Supporters like Gerald Griggs, a vice president of the state N.A.A.C.P. chapter, reject such descriptions as inaccurate — and also hear in them a coded effort to scare off white voters.
“Definitely, it’s a dog whistle embedded,” he said.
[Democrats see opportunity for gains at the state level.]
Ms. Abrams was elected to the General Assembly in 2006, two years after Republicans had taken control of the Georgia House for the first time in more than a century. She was young, but not green.

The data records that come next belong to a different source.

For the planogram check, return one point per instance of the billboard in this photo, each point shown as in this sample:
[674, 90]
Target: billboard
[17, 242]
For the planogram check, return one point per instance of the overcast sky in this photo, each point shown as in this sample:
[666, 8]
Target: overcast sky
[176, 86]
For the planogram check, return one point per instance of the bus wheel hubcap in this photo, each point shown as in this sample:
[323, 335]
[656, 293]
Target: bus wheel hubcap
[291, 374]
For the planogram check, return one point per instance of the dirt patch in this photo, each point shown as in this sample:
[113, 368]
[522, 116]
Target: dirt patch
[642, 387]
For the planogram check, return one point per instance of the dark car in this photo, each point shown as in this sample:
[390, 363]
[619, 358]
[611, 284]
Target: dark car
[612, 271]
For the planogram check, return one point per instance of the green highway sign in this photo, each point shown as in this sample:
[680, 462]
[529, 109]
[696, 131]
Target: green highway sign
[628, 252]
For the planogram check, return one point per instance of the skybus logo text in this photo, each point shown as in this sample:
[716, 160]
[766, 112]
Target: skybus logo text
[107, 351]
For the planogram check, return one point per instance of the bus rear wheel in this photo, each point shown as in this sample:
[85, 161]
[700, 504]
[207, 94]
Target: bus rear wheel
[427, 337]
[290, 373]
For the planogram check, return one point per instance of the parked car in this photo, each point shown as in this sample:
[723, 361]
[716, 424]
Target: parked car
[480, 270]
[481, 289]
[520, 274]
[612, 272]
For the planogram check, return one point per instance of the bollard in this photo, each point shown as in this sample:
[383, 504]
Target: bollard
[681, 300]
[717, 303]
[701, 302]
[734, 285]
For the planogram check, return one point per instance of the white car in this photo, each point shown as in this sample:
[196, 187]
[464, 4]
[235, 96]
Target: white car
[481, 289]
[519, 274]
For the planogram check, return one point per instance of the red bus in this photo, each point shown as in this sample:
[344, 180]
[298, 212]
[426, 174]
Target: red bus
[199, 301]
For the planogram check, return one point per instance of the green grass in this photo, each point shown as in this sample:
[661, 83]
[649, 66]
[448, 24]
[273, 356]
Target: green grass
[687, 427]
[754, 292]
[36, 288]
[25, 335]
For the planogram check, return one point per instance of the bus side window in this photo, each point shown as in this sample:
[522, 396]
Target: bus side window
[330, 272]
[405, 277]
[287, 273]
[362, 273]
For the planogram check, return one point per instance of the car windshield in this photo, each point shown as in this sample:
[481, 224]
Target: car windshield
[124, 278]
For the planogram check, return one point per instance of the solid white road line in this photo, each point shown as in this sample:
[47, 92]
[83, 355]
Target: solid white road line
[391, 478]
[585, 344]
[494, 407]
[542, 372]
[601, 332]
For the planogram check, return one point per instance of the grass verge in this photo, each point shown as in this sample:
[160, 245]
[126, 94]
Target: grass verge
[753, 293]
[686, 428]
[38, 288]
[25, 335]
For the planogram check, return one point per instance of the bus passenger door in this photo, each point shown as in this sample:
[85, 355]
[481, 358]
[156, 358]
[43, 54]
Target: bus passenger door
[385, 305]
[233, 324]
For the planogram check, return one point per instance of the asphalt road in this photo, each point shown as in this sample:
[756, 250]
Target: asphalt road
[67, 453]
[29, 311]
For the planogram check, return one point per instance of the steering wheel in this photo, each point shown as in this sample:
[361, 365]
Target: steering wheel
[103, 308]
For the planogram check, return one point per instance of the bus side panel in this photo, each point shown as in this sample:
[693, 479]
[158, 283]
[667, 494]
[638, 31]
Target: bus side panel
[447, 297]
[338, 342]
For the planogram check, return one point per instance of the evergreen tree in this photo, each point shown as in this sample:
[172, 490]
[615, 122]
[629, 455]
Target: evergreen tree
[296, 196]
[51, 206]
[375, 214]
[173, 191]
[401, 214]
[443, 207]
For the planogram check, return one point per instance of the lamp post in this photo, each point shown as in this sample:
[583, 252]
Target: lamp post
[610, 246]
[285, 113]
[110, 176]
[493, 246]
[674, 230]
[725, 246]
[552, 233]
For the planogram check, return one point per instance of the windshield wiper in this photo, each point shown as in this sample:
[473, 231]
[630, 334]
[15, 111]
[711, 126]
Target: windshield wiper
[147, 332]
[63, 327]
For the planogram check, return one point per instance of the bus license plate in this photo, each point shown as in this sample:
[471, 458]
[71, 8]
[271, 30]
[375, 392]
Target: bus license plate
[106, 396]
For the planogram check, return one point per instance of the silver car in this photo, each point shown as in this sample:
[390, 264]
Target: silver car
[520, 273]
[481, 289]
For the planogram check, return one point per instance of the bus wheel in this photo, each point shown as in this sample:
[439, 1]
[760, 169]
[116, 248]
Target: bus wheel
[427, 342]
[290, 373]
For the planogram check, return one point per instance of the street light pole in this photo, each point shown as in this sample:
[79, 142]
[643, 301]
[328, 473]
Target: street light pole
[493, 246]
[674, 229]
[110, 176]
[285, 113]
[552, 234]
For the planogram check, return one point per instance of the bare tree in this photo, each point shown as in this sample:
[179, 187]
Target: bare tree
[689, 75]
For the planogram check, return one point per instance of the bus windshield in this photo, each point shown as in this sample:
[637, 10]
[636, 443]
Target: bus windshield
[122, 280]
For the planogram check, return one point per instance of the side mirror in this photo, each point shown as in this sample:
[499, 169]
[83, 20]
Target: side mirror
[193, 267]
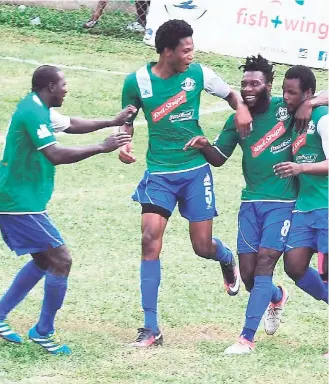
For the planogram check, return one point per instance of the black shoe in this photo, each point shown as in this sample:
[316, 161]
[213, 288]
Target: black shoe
[146, 338]
[231, 276]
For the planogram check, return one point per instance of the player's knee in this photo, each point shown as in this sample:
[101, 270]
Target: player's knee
[151, 245]
[61, 261]
[203, 249]
[247, 277]
[292, 269]
[266, 261]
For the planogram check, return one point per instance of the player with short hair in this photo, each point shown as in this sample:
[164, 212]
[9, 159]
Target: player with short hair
[27, 171]
[267, 201]
[169, 92]
[310, 148]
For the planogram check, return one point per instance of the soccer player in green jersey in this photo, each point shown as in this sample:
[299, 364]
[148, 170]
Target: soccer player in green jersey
[27, 171]
[168, 92]
[310, 149]
[267, 201]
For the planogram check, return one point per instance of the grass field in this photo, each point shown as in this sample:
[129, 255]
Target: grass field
[92, 207]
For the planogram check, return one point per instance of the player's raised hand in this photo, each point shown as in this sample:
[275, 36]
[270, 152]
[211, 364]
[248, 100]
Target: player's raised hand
[125, 154]
[197, 142]
[303, 116]
[124, 115]
[243, 121]
[287, 169]
[112, 142]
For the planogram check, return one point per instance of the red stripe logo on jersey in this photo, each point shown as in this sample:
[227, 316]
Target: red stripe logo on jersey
[277, 131]
[169, 106]
[298, 143]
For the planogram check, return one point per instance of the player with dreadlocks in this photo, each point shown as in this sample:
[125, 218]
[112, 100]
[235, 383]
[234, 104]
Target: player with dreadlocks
[267, 201]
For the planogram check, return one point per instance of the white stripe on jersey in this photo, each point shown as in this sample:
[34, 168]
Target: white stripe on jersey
[213, 84]
[144, 82]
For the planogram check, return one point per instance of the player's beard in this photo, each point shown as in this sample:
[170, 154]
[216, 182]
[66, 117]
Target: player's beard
[262, 102]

She had served as student president at Spelman College, Atlanta’s storied African-American women’s college, and kept her life ambitions, eventually including the goal of becoming president, listed in a spreadsheet. “The sheer boldness of my ambitions gnawed at me,” she recalled in her 2018 autobiography, “Minority Leader: How to Lead from the Outside and Make Real Change.”

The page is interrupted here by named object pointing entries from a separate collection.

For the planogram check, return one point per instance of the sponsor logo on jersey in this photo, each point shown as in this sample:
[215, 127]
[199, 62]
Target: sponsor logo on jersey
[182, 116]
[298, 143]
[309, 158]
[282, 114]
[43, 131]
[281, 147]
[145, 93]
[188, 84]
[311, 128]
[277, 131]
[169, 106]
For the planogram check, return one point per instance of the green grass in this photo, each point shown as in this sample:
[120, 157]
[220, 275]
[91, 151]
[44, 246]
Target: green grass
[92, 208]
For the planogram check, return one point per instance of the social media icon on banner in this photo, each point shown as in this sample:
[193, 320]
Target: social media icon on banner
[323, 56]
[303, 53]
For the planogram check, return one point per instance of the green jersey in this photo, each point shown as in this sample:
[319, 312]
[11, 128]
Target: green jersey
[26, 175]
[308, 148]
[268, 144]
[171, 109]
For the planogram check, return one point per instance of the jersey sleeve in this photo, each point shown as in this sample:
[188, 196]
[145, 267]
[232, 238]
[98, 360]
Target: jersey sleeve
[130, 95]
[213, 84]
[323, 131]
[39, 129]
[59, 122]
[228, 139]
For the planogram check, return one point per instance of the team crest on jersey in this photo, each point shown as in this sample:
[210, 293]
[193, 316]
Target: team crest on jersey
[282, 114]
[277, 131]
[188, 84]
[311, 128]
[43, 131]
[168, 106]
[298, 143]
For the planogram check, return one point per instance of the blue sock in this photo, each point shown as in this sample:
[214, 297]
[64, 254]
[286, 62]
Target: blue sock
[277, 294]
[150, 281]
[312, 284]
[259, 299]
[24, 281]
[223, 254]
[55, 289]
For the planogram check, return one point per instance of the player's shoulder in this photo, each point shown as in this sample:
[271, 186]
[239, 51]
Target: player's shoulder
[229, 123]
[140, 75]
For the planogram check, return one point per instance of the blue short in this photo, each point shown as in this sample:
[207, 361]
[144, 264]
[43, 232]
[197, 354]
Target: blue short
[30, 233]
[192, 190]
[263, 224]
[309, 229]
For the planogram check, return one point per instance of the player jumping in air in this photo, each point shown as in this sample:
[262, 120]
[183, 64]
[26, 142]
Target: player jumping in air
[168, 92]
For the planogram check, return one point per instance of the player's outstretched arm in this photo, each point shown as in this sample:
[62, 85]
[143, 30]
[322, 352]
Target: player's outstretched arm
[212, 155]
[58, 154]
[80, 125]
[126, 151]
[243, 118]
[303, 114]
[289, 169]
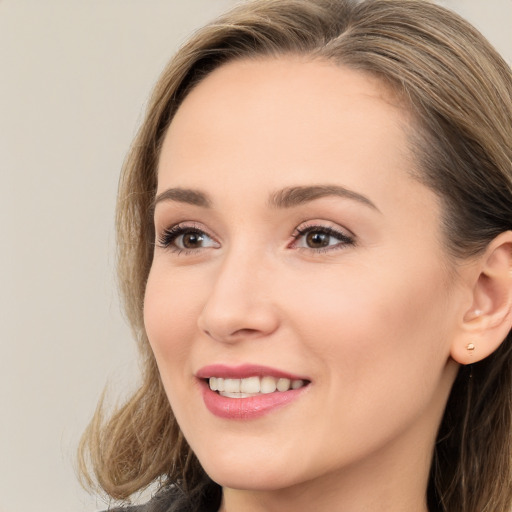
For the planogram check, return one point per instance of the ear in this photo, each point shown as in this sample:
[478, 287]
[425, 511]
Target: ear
[489, 319]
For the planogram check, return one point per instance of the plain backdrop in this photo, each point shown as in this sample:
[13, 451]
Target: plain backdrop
[74, 79]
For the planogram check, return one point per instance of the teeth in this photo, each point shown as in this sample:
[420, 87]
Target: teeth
[283, 384]
[268, 385]
[251, 386]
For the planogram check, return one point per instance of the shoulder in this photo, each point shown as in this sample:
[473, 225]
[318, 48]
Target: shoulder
[167, 500]
[174, 499]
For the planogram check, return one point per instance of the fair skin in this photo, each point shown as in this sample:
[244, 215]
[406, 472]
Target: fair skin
[347, 286]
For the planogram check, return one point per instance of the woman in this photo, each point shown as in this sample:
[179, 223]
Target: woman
[315, 250]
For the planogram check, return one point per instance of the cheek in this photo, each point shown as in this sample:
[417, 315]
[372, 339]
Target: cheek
[171, 309]
[373, 324]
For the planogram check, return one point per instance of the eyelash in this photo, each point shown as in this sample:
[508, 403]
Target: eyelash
[169, 236]
[343, 238]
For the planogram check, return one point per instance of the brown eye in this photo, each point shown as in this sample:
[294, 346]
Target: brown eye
[321, 238]
[192, 240]
[182, 238]
[317, 239]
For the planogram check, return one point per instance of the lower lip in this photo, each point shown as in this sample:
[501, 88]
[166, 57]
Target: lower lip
[250, 407]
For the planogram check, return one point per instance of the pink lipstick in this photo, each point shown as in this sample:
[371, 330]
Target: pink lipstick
[248, 391]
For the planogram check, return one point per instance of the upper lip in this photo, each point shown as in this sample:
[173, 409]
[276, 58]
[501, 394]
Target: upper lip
[244, 371]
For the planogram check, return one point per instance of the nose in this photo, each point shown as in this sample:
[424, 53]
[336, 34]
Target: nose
[239, 305]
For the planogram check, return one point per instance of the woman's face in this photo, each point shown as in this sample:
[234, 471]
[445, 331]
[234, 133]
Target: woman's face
[294, 249]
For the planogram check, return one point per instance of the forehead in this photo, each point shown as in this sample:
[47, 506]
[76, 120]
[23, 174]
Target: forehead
[272, 120]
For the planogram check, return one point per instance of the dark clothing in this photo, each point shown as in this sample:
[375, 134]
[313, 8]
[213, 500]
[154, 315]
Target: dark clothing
[174, 499]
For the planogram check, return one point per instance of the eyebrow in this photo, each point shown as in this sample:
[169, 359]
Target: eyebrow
[294, 196]
[285, 198]
[183, 195]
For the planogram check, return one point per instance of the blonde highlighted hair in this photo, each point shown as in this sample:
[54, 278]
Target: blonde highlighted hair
[459, 91]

Style-wise, she was more of a listener than a glad-hander, more policy wonk than enforcer. She was a careful, prepared speaker with a bookish quality, a wry sense of humor and a tendency toward efficiency.
“She engendered a sense of loyalty in a lot of people that way,” said Brian Thomas, who was a member of the House Democratic leadership at the time. “A lot of people just respected the fact that she was just a lot smarter than some of us, and able to use that intellect in ways that were really effective.”